Those living in extreme poverty live “usually in very remote areas and living in extreme want,” the archbishop said. “Without roads and electricity, access to education, health care, safe water and other critical services remains uncertain for these people.”

The U.N.’s 2030 Agenda for Sustainable Development places the eradication of extreme poverty as its top priority, placing it in the context of a global environmental crisis.

“For too long, development has been understood in terms of ever greater economic growth and wealth accumulation, oftentimes at the expense of the environment and of human life itself,” Archbishop Auza said. “This concept of development has fueled an unrestrained quest for the biggest profit margin and has driven the exploitation of peoples and an assault on our common home. Such a model of development is not what we need to eradicate poverty.”

The Vatican supports the U.N.’s sustainable development agenda, according to Archbishop Auza, and its call for a “new paradigm” for development, which “must start with the core principle of the dignity of each human person and must recognize that extreme poverty is primarily a denial of that dignity.”

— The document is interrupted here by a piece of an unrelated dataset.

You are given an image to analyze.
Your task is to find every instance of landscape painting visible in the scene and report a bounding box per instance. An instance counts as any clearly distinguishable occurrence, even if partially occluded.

He reminded the committee of Pope Francis’ Sept. 25 remarks at the U.N., in which he said, “Above and beyond our plans and programs, we are dealing with real men and women who live, struggle and suffer, and are often forced to live in great poverty, deprived of all rights.”

The human dignity of the poor, the nuncio said, requires that they be allowed “to shape their own development.”

“Exclusion,” Archbishop Auza said, “is a denial of human dignity and the main cause of extreme poverty. One of the most damaging forms of exclusion has been the exclusion of women and girls in the area of education, a form of exclusion that is particularly harmful in a world where knowledge is the key to economic success and to a dignified life.”